Below is a sample pod-failure configuration file:

  1. apiVersion: chaos-mesh.org/v1alpha1
  2. kind: PodChaos
  3. metadata:
  4. name: pod-failure-example
  5. namespace: chaos-testing
  6. spec:
  7. action: pod-failure
  8. mode: one
  9. value: ''
  10. duration: '30s'
  11. selector:
  12. labelSelectors:
  13. 'app.kubernetes.io/component': 'tikv'
  14. scheduler:
  15. cron: '@every 2m'

For more sample files, see examples. You can edit them as needed.

Description:

  • action defines the specific chaos action for the pod. In this case, it is pod failure.
  • mode defines the mode to run chaos action. Supported mode: one / all / fixed / fixed-percent / random-max-percent.
  • value depends on the value of mode. If mode is one or all, leave value empty. If fixed, provide an integer of pods to do chaos action. If fixed-percent, provide a number from 0 to 100 to specify the percent of pods the server can do chaos action. If random-max-percent, provide a number from 0 to 100 to specify the max percent of pods to do chaos action.
  • duration defines the duration for each chaos experiment. The value of the duration field is 30s, which indicates that pod failure will last 30 seconds.
  • selector is used to select pods that are used to inject chaos actions. For more details, see Define the Scope of Chaos Experiment.
  • scheduler defines the scheduler rules for the running time of the chaos experiment. For more rule information, see robfig/cron.

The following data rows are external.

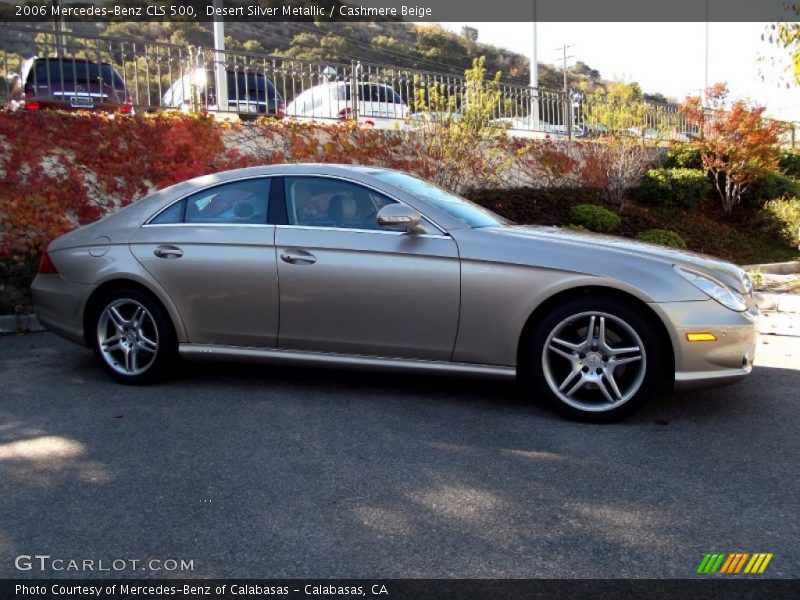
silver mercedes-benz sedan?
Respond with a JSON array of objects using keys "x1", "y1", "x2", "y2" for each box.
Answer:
[{"x1": 31, "y1": 164, "x2": 759, "y2": 420}]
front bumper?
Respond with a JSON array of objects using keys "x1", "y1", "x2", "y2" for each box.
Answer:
[{"x1": 649, "y1": 300, "x2": 759, "y2": 391}]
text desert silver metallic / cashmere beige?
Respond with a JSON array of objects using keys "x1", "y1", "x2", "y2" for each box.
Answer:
[{"x1": 31, "y1": 164, "x2": 759, "y2": 420}]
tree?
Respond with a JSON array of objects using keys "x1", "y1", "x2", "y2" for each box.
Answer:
[
  {"x1": 404, "y1": 57, "x2": 510, "y2": 193},
  {"x1": 372, "y1": 35, "x2": 404, "y2": 55},
  {"x1": 579, "y1": 140, "x2": 653, "y2": 212},
  {"x1": 582, "y1": 81, "x2": 648, "y2": 136},
  {"x1": 763, "y1": 6, "x2": 800, "y2": 86},
  {"x1": 461, "y1": 26, "x2": 479, "y2": 43},
  {"x1": 570, "y1": 61, "x2": 599, "y2": 79},
  {"x1": 682, "y1": 83, "x2": 784, "y2": 213}
]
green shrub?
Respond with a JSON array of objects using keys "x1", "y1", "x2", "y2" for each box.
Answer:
[
  {"x1": 778, "y1": 150, "x2": 800, "y2": 179},
  {"x1": 665, "y1": 144, "x2": 703, "y2": 169},
  {"x1": 759, "y1": 197, "x2": 800, "y2": 248},
  {"x1": 635, "y1": 229, "x2": 687, "y2": 249},
  {"x1": 564, "y1": 224, "x2": 588, "y2": 231},
  {"x1": 743, "y1": 171, "x2": 800, "y2": 206},
  {"x1": 569, "y1": 204, "x2": 620, "y2": 233},
  {"x1": 636, "y1": 168, "x2": 711, "y2": 209}
]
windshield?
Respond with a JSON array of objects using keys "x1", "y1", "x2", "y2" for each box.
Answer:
[
  {"x1": 200, "y1": 71, "x2": 279, "y2": 101},
  {"x1": 372, "y1": 171, "x2": 508, "y2": 228}
]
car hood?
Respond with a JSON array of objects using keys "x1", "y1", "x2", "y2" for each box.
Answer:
[{"x1": 484, "y1": 225, "x2": 749, "y2": 294}]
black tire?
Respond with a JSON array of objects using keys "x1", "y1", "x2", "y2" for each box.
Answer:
[
  {"x1": 90, "y1": 288, "x2": 176, "y2": 385},
  {"x1": 523, "y1": 295, "x2": 665, "y2": 422}
]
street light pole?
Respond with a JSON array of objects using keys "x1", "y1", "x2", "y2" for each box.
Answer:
[
  {"x1": 703, "y1": 0, "x2": 709, "y2": 106},
  {"x1": 52, "y1": 0, "x2": 65, "y2": 58},
  {"x1": 213, "y1": 0, "x2": 228, "y2": 114},
  {"x1": 530, "y1": 0, "x2": 539, "y2": 128}
]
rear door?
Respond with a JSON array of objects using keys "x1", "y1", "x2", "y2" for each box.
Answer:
[{"x1": 129, "y1": 177, "x2": 280, "y2": 347}]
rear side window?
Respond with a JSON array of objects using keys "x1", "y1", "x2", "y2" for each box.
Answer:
[
  {"x1": 199, "y1": 71, "x2": 281, "y2": 103},
  {"x1": 150, "y1": 179, "x2": 271, "y2": 225},
  {"x1": 344, "y1": 84, "x2": 401, "y2": 104},
  {"x1": 227, "y1": 72, "x2": 277, "y2": 100}
]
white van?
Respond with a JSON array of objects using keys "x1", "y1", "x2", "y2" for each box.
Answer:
[{"x1": 286, "y1": 81, "x2": 408, "y2": 127}]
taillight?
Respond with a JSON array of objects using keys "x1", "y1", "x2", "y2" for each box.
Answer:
[
  {"x1": 38, "y1": 249, "x2": 59, "y2": 274},
  {"x1": 24, "y1": 100, "x2": 40, "y2": 110},
  {"x1": 338, "y1": 107, "x2": 353, "y2": 120}
]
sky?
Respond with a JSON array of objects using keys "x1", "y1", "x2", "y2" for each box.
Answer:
[{"x1": 439, "y1": 22, "x2": 800, "y2": 122}]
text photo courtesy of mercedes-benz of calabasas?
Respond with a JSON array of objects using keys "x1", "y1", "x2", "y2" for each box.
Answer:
[{"x1": 31, "y1": 164, "x2": 759, "y2": 420}]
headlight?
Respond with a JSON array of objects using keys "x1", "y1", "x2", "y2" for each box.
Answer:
[{"x1": 675, "y1": 266, "x2": 748, "y2": 312}]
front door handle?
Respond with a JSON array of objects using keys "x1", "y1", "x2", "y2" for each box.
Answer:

pod-kill configuration file

Below is a sample pod-kill configuration file:

  1. apiVersion: chaos-mesh.org/v1alpha1
  2. kind: PodChaos
  3. metadata:
  4. name: pod-kill-example
  5. namespace: chaos-testing
  6. spec:
  7. action: pod-kill
  8. mode: one
  9. selector:
  10. namespaces:
  11. - tidb-cluster-demo
  12. labelSelectors:
  13. 'app.kubernetes.io/component': 'tikv'
  14. scheduler:
  15. cron: '@every 1m'

The detailed description of each field in the configuration template are consistent with that in pod-failure.